Democrats Aim to Target Stimulus Payment and Shrink Jobless Benefit
Using the once-a-year budget reconciliation, House Democrats are attempting to bypass GOP requests to reduce the $1.9 trillion relief proposal to support unemployment benefits and stimulus checks. The American Rescue Plan proposed by President Joe Biden would help unemployed by extending benefits through August 29, 2021 and increasing the benefit from $300 per week to $400 and stimulate the national economy by granting $1400 checks to citizens meeting eligibility requirements.
“Our nation is struggling, the virus is still not contained, and the American people are counting on Congress to meet this moment with bold, immediate action,” said Richard E. Neal (D), Ways and Means Committee Chairman.

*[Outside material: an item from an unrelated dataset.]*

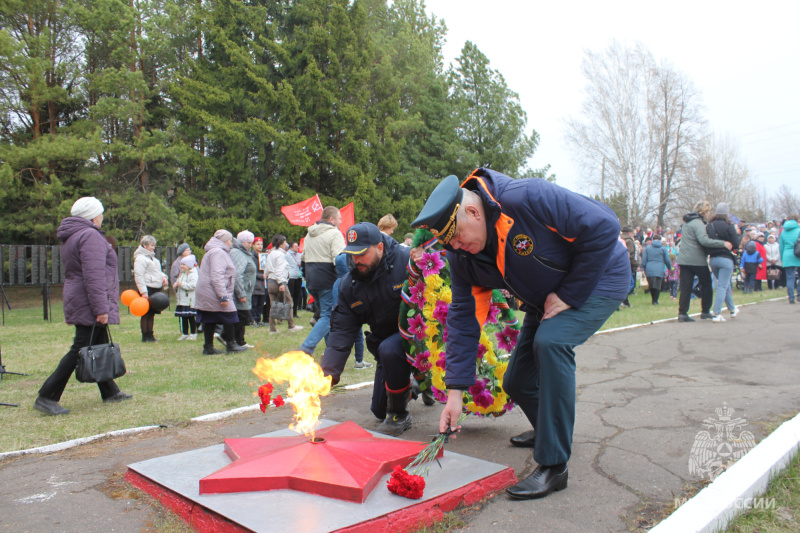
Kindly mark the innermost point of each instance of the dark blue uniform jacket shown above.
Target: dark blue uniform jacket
(542, 238)
(375, 302)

Democrats have not decreased the size of the stimulus check, as Republicans requested, but have lowered income thresholds of $75,000-per-individual and $150-per-couple. Lowering the income threshold may allowed Democrats to extend unemployment benefits past the Initial date in August to perhaps beyond September. The Ways and Means Committee is aiming to keep this from happening.
A tool not currently in, but has wide support for adding to the legislation, are automatic stabilizers. This tool is used to induce taxes by providing a stimulus, thus decreasing fluctuation of the GDP, by linking the amount of unemployment benefits to the tax revenues. Adding automatic stabilizers to the plan Is widely supported.
This first drafts of the American Rescue Plan introduced to the Ways and Means Committee is under review. After sections of the Plan are amended by appropriate House Committees, they will progress to the Budget Committee and considered on the floor. The success of the bill is dependent upon whether it can obtain at least 51 votes in the Senate.
This can be accomplished without GOP support via a tie-breaking vote by Vice President Kamal Harris, given it has full support of the Democratic Senate. However, more central-leaning Democrats, such as Sen. Joe Manchin (D-WV), are leaning toward more targeted stimulus payments then those proposed in the initial Biden proposal.
Despite the lack of Republican support in the Senate, a surprising 53% of Republicans in a National Research poll conducted between 11 and 15 February support passing Biden’s emergency legislative package. The poll also shows that 73% of Americans, including Democrats, Independents, and Republicans, support Biden’s plan.
The final vote on this legislation, showing true conservative values, will be interesting.